The depth of the request queue is exposed by node_redis both as a number (if you care to look) or as the boolean return value of every command. A return value of false means the command queue is "too full" and you should probably slow down. This return value is confusing to many users who expect a synchronous response to a command. Sorry about that.

Checking every single request into Redis is kind of a pain. Most people don't ever assume that Redis can be slow or bad, and it usually isn't. Therefore, it may not be worth the additional complexity in your code to handle these conditions.
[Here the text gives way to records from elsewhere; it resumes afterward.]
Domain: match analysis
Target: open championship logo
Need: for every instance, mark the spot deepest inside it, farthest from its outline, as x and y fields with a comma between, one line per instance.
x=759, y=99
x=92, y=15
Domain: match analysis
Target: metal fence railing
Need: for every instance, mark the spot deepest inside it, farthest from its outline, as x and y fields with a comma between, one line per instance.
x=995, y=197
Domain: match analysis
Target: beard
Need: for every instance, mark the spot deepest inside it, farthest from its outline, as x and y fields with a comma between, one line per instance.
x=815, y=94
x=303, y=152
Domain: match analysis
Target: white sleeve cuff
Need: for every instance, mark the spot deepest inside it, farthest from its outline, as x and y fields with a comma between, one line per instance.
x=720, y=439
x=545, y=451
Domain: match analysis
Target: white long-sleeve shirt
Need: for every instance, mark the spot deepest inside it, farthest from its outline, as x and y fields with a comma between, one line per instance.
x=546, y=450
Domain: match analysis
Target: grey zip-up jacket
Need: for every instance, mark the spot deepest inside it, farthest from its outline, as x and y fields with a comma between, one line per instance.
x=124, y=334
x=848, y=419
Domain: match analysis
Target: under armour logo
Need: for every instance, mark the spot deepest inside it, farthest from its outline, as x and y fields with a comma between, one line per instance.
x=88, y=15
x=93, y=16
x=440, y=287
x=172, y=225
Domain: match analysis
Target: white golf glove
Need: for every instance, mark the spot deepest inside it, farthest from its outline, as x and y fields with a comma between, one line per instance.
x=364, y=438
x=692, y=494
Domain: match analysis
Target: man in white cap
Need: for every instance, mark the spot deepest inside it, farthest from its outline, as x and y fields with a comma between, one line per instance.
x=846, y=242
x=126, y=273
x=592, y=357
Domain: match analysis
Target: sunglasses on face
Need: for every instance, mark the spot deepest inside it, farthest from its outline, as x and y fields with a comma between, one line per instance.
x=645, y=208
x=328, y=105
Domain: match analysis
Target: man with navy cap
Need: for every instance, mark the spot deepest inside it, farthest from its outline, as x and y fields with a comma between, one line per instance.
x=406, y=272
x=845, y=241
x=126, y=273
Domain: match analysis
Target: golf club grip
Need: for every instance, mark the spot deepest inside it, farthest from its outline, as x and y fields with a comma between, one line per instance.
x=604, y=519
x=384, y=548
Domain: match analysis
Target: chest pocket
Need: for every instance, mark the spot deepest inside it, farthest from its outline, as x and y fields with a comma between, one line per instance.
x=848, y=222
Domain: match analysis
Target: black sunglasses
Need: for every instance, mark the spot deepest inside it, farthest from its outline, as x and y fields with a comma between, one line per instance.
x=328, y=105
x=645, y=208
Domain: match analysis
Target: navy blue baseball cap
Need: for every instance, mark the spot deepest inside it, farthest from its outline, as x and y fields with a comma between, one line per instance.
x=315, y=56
As the number and size of the Redis servers in our infrastructure has grown, we've had many cascading failures from a single Redis server being slow.

Conclusion

Using poolee is one way to guard against this problem if your primary RPC mechanism is HTTP. If you are talking to other databases with non-HTTP interfaces, you'll need to apply a similar detection and early exit mechanism, probably somewhere in the client library.

All systems degrade differently under stress. The convenient abstraction that node provides can make it easy to fall into traps if you aren't careful. There are ways to avoid these traps, but you probably need to fall into them a few times before your system is tuned properly to avoid them.

If you haven't yet hit these unbounded concurrency problems, it can be hard to know where they'll crop up and where you can most effectively stop them. I recommend graphing the V8 heap size, process heap size, server connection count, and file descriptor counts at least at 1 minute resolution. While this won't prevent the problem, at least you'll know where to look when things go wrong.